Why did you choose this medium (a novel) to tell the story of Viila and the Doomsday Affair, as opposed to something like a play, a movie, or even a podcast?

Ironically I have a podcast I’m very excited about. I even got together a group of people to record a reading. But at the moment it’s somewhere in somebody’s computer in the Midwest while he pursues his singing career. Maybe we’ll even finish it someday but being ADD certainly doesn’t help anything.
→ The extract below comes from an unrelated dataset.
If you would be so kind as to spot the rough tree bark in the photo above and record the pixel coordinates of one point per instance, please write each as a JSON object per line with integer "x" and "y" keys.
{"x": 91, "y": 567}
I think the novel would make a good movie, however by writing a novel I could have more fun with descriptions and diversions. I don’t know how you could describe what happens to the rabbi’s beard, which is almost a separate character, in a play or movie without using way too many stage directions.

What’s next for you?

Well, all my writings have to have interesting characters who manage to make people laugh with their behavior, while usually being perfectly serious themselves. So, I’m working on a thing where a character like the old rabbi has to solve other problems. I’m still really in love with the characters in this novel and how easily I can make them talk to each other and have fun. But I am finally starting to hear other characters in my head and who knows, maybe I’ll defeat the ADHD again and put fingers to keypad.

I did decide that Aristotle, yeah the old Greek guy, had written an obscene comedy because it is very common for critics to try and produce a creative project. Because it isn’t extant, I wrote it for him, and because it’s Greek comedy, it is probably the dirtiest play ever written.